D’après lui, il n’y aurait aucun effet positif, si “nous restons les seuls à arrêter les exportations et si, en même temps, d’autres pays comblent le trou”. Ainsi, la pression sur l’Arabie Saoudite ne doit pas être relâchée, et il ne doit pas y avoir “de politique de compromis”, juge Christophe Deloire, le secrétaire général de Reporters sans frontières sur Europe 1. D’après lui, “ce serait comme accorder à Ryad une forme de permis de tuer ». La responsabilité des dirigeants politiques est donc de maintenir la pression “pour que des régimes despotiques, qui perpétuent des actions de plus en plus terribles, ne soient pas incités à continuer. Il faut dire stop ».

POUR

1. Ces ventes constituent des ressources importantes pour la France

L’Arabie saoudite est le deuxième plus gros client français en matière d’armement, derrière l’Inde. Ainsi, selon un Rapport au Parlement de 2017, 11 milliards d’euros de commandes saoudiennes ont été effectuées en neuf ans, soit 1,2 milliard d’euros par an en moyenne, ce qui représente 13,5% du total de ventes d’armes françaises depuis 2008. L’industrie de défense française est évaluée à environ 165.000 emplois, “soit près de 4% de l’emploi industriel français”, rappelle le rapport du ministère des Armées. Ce secteur compte aussi une dizaine de grands groupes de taille mondiale : Airbus, Dassault, Thales, Safran, Nexter, MBDA entre autres, mais aussi 4.000 PME, dont 350 à 400 sont considérées comme stratégiques, associées à la souveraineté de la France.

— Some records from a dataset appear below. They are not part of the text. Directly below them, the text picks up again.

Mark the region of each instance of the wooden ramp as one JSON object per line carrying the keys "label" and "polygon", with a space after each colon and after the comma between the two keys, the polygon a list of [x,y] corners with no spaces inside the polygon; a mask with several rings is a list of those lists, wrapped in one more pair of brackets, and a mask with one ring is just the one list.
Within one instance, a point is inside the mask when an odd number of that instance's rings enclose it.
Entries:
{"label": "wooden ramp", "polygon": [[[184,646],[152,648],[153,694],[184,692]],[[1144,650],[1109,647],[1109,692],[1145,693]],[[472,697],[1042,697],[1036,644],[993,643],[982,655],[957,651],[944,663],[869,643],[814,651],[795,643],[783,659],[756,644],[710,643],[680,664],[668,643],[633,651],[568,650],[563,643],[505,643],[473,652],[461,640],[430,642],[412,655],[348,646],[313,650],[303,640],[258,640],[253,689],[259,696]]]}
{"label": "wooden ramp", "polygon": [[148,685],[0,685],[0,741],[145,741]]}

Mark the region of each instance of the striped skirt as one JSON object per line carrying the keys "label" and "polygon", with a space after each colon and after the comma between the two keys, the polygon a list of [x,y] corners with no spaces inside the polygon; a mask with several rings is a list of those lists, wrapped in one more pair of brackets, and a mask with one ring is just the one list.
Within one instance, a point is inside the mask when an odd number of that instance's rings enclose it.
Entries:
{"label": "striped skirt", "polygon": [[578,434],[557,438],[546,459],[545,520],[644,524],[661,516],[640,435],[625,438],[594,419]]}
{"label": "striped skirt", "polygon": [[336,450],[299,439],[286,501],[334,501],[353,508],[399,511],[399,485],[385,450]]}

2. La France y a des intérêts diplomatiques

La France entretient avec l’Arabie saoudite et les Émirats arabes unis “un partenariat de confiance dans la région qui est important, qui n’est pas commercial, qui est stratégique”, justifie Emmanuel Macron. Car la France partage “des intérêts communs dans la région, parce que la stabilité de la région nous importe, parce que la lutte contre le terrorisme se fait aussi avec ces États”. Et puis, “si on commence à ne vendre des armes qu’aux pays démocratiques, on ne va pas en vendre beaucoup !”, ironise Hervé Morin, président du parti Les Centristes. L’Élysée verrait même ce pays comme “un allié”, explique La Tribune. De plus, Emmanuel Macron se rendra « en fin d’année » en Arabie Saoudite pour y signer des contrats, sa crédibilité est donc en jeu. « Pour restaurer l’influence de la France dans certaines zones du monde, c’est un élément important de notre diplomatie”, conclut le porte-parole du gouvernement, Benjamin Griveaux, à propos de l’Arabie Saoudite.